We caught up with Brendan, a UI/UX designer from local Brisbane agency, Orange Digital. Brendan walked us through his experiences with user testing and how it’s affected his design choices.

Brendan’s career means he gets to work on a handful of exciting and innovative projects, from web design to mobile apps. User testing is a huge part of his decision making process, he mainly tests using low-fi and high-fi prototypes. User experience (UX) for Brendan, means finding out who the users are and what their wants and needs are. His user centric approach helps to create engaging and effective designs, that achieve his clients goals.

User testing is an investment for your business. You invest a small amount of time in the short term, to save you lots of time in the long run. If your hypothesis is wrong, there’s no sense in investing a lot of your time into it and it doesn’t work out. “At Orange, we find it best to test more often rather than investing a lot of time in the designs” said Brendan.

“It’s best to start testing earlier when you have the wireframe, before you’ve spent too much time you can test if your hypothesis is correct.”

There’s nothing worse than working on a project, getting it to the finishing point, testing it and finding there’s no need for it in the market. With user testing you can make sure there’s a need in the market, and you’re addressing it. Validation is incredibly important for yourself and the client, it helps to create and sustain credibility.

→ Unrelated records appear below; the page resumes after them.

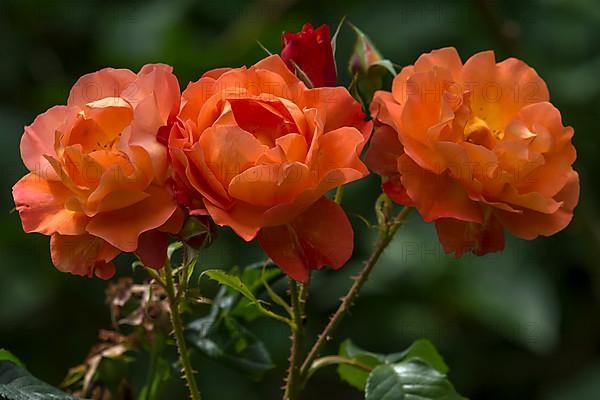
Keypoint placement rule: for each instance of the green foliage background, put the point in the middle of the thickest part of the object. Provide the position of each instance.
(523, 324)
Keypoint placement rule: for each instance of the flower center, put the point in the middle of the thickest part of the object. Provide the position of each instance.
(479, 131)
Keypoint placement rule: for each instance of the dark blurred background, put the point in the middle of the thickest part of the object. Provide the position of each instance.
(523, 324)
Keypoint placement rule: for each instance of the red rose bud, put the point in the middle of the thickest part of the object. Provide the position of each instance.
(310, 52)
(365, 56)
(198, 232)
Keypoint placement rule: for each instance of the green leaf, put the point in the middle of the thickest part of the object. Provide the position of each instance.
(234, 282)
(354, 376)
(6, 355)
(229, 341)
(423, 350)
(409, 380)
(17, 384)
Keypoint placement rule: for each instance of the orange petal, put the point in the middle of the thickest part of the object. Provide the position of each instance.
(155, 111)
(229, 151)
(320, 236)
(152, 249)
(446, 57)
(270, 184)
(530, 224)
(460, 237)
(107, 82)
(38, 140)
(122, 227)
(437, 195)
(384, 151)
(243, 218)
(42, 207)
(83, 255)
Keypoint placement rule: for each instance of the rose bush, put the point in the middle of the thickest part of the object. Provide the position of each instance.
(257, 150)
(477, 148)
(97, 172)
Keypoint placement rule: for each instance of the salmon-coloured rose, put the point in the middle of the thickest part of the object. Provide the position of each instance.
(97, 180)
(477, 148)
(312, 52)
(257, 150)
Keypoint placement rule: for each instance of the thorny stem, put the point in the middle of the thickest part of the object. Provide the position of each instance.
(335, 360)
(292, 384)
(178, 330)
(387, 233)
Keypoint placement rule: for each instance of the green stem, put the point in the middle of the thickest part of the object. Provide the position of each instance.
(339, 194)
(292, 383)
(335, 360)
(179, 338)
(387, 233)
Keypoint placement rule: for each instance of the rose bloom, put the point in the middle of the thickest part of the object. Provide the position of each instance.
(257, 150)
(477, 148)
(97, 172)
(311, 51)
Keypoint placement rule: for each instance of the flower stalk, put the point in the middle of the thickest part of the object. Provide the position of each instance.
(387, 233)
(178, 331)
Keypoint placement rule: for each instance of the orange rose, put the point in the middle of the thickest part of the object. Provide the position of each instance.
(97, 172)
(477, 148)
(257, 151)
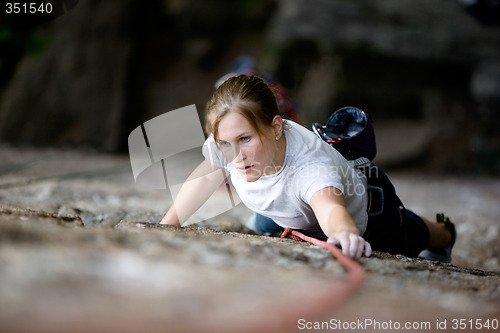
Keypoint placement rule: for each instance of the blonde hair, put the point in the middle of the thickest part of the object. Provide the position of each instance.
(247, 95)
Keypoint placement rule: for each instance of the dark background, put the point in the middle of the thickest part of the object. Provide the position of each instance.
(427, 71)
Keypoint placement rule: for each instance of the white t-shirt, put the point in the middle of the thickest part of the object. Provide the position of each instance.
(310, 165)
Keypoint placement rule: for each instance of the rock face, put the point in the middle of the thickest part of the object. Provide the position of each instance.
(78, 240)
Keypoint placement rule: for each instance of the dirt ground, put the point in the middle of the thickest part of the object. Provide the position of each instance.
(80, 251)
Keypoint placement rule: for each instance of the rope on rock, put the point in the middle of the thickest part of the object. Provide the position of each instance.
(356, 272)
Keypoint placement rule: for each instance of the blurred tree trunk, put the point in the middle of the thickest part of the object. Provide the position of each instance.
(74, 92)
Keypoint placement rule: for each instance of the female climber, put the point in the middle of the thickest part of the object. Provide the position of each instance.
(292, 179)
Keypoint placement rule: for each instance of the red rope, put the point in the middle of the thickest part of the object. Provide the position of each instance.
(356, 272)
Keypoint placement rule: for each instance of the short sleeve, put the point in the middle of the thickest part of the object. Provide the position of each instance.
(212, 154)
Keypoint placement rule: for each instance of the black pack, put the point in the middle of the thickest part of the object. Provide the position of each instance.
(350, 131)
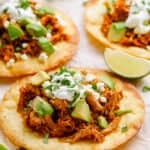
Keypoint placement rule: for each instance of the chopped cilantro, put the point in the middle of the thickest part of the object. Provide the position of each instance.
(46, 137)
(18, 49)
(124, 129)
(146, 88)
(64, 69)
(84, 3)
(2, 147)
(30, 104)
(94, 86)
(65, 82)
(24, 4)
(76, 95)
(5, 10)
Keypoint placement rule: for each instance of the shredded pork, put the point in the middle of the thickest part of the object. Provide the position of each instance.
(61, 124)
(120, 13)
(9, 47)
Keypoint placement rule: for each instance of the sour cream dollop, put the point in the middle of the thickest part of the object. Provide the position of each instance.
(139, 16)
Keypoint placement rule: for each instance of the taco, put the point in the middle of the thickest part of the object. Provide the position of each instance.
(34, 37)
(120, 25)
(74, 109)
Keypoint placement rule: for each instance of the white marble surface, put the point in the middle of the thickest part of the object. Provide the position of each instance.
(89, 56)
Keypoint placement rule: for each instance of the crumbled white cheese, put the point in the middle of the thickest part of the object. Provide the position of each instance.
(103, 99)
(15, 11)
(13, 20)
(24, 45)
(69, 85)
(43, 57)
(139, 16)
(47, 93)
(6, 24)
(148, 47)
(78, 76)
(10, 63)
(24, 56)
(48, 35)
(61, 21)
(101, 86)
(63, 93)
(90, 77)
(46, 84)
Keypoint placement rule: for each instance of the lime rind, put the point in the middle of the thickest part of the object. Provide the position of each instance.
(126, 65)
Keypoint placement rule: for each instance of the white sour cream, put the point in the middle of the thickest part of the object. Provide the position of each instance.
(138, 17)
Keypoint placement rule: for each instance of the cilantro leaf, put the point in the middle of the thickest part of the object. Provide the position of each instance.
(146, 88)
(24, 4)
(46, 137)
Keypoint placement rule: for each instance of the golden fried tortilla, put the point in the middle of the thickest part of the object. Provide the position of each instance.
(63, 53)
(95, 11)
(13, 127)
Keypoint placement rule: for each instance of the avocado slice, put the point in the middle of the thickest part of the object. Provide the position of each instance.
(14, 31)
(121, 112)
(2, 147)
(82, 111)
(44, 10)
(102, 122)
(41, 107)
(39, 78)
(36, 29)
(108, 81)
(46, 45)
(116, 31)
(24, 21)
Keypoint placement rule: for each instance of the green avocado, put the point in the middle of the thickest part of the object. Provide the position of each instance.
(41, 107)
(116, 31)
(36, 29)
(82, 111)
(46, 45)
(102, 122)
(14, 31)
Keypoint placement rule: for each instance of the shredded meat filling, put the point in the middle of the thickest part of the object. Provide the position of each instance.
(56, 29)
(61, 124)
(6, 53)
(33, 49)
(120, 13)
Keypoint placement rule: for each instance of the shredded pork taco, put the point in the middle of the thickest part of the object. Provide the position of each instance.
(34, 37)
(120, 24)
(74, 109)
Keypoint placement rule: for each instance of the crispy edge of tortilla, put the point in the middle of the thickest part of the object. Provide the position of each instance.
(64, 52)
(12, 125)
(93, 16)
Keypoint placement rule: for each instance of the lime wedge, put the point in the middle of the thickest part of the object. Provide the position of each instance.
(126, 65)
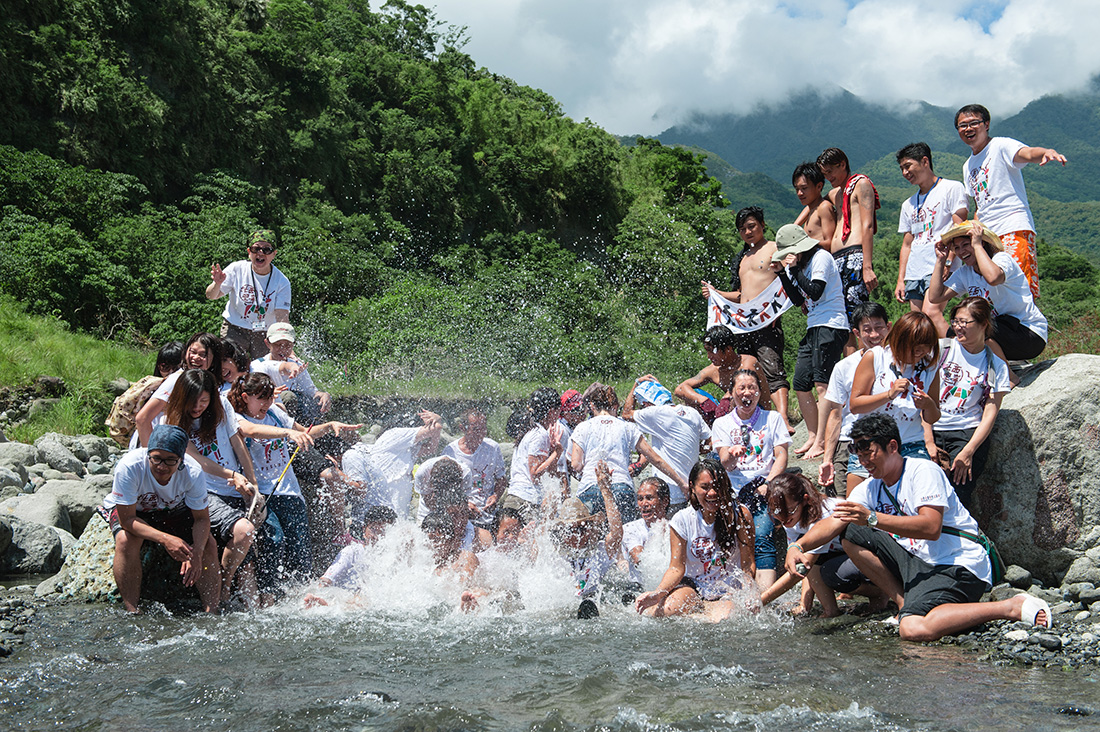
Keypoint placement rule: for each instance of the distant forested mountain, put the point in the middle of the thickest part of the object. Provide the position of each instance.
(772, 140)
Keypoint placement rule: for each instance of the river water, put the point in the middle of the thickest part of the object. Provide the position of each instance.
(408, 658)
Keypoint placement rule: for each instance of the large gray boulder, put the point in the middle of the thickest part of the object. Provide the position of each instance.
(34, 549)
(1037, 498)
(45, 510)
(57, 455)
(78, 496)
(18, 454)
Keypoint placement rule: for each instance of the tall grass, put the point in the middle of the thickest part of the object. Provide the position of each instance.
(31, 347)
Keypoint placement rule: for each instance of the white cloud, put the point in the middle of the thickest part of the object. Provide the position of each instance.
(638, 66)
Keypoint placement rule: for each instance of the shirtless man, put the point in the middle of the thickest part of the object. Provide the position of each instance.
(855, 201)
(751, 277)
(817, 217)
(721, 346)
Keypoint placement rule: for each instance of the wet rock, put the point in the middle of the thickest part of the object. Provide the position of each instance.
(79, 499)
(1048, 641)
(39, 509)
(1084, 569)
(34, 549)
(1018, 577)
(1037, 495)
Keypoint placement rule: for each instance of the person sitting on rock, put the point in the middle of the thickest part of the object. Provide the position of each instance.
(908, 533)
(160, 494)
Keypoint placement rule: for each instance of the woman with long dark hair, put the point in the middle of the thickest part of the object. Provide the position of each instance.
(711, 549)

Top tips from Brendan on running your user test

Consistency is key

Make sure to keep each user testing session consistent — the same format, wording, and question order. Then your results are comparable with as few variables as possible

Remain unbiased

Make sure you ask open questions to ensure you aren’t leading your participants to a particular response — e.g. “how did you feel at this screen?” rather than “did you feel confused at this screen?”

Keep it real

Make your test scenario as close to a real case as you can and have a clear goal — set a goal real users would want to achieve and ask them to do it using the product. This makes it easier to assess objectively if your participants are having success or not, rather than asking them to ‘just play around with the prototype and give me feedback.’